The Hughes are paying $480 a week for a two-bedroom house that has a granny flat out the back where Peter will work.
Caitlin believes the price is fair and they are not being exploited, after stories began circulating that landlords where upping the rent.
She says her landlord even went out of his way to get the house ready as soon as possible for them.
Now that the family are in their rental home, Caitlin says Oliver and Sienna are more settled.
"They have been very upset.
"Everything from terrible behaviour, not sleeping, cranky and irritable, but better now that they are in the home."
They ran from their homes with their clothes on their backs and their laptops.
She says the support from charities has been amazing with all the donations of clothes, linen and toys.
In fact, she jokes, that the kids don't need any more new toys.
Caitlin and Peter bought their brick home three years ago, and had just finished $40,000 of renovations.
Not only did they lose their home, but their businesses as well.
"It's a triple whammy," Caitlin says.
Peter, a financier, and Caitlin an artist with her own studio, plus her teaching studio, both worked from home.
While her husband lost many documents, he has been able to set himself up again because his data was backed-up.
Caitlin lost all her stock and both studios.
Fortunately, the back shed survived and her "new beloved kiln", which was a major investment, still stands.
The brick pillar at the front with a mosaic tile with the number "136" is the only reminder of their home.
"We've still got a mortgage on a house that doesn't exist," she says.
"Everything was destroyed, with the heat, it just melted.
"Our street was one of three streets the worst hit," she says. The others being Buena Vista and Heather Glen Roads, where a total of 193 home were destroyed.
She says the best thing for them financially is to stay where they are and rebuild.
Caitlin says her and her husband have worked hard to establish their clientele and to walk away from it would be stupid.
Anyway, they wouldn't leave the area.
"We are privileged that we have so much support around us," she says.
"The community is all in it together.
"We don't feel alone."
The fireman's daughter is one of Caitlin's students.
"We're all connected," Caitlin says.
"I teach all the local children.

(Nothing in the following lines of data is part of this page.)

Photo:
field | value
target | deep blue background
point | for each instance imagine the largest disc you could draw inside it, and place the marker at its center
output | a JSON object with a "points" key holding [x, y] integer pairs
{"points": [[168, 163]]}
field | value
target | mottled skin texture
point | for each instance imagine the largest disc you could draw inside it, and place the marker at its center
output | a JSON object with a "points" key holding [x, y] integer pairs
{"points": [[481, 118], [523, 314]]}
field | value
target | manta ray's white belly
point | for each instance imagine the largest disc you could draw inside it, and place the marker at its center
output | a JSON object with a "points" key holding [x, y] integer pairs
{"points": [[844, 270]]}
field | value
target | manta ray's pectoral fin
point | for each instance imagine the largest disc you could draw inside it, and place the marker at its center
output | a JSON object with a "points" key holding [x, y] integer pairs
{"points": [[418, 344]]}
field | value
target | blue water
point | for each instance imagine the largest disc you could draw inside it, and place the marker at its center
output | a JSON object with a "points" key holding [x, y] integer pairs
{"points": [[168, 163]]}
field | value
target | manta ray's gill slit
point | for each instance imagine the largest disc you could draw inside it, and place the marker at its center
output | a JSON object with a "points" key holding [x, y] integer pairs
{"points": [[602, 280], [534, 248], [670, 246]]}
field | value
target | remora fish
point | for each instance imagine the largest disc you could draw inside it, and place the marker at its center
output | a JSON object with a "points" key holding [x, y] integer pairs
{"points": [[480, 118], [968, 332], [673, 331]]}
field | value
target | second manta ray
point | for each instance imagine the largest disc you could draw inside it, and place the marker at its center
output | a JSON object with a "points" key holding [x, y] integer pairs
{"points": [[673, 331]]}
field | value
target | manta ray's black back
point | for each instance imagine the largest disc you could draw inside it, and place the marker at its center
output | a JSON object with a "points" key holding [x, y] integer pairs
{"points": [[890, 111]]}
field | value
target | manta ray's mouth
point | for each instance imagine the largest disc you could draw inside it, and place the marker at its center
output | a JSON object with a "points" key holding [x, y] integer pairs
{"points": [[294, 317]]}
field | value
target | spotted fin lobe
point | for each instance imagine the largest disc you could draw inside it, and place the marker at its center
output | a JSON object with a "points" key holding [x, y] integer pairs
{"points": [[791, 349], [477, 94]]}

He (the fireman) said he grabbed them (the mosaics) because he said his daughter loved coming to my place.
"So, it's just really lovely."
And it's that community spirit which is the reason why the Hughes family will rebuild their home.
It's the sentimental things that get accumulated over the years that Caitlin misses.
"The wedding photos, the baby photos, we didn't get any of that, and then paintings by my grandmother, all the special things that you get when you're older that I've just been given by the family."
When she gets time, Caitlin says she'll take up the counselling that has been offered to the fire victims.
"I lie in bed and I think about it. I think about that drive out, and think `what if', but I know that's not healthy and doesn't help."
The fires have clearly spooked a lot of residents.
Already there are plenty of "for sale" signs on homes that weren't burnt, she says, and on ashen blocks of land of residents who just have decided not to stay.
Caitlin and Peter will rebuild a home, following all the new building codes that are being put in place.
She admits some of the houses that weren't destroyed were the newer ones with a lot of cleared land around them.
"I'm determined not to give up and to make this work, and I'm going to come out of it better than I went in."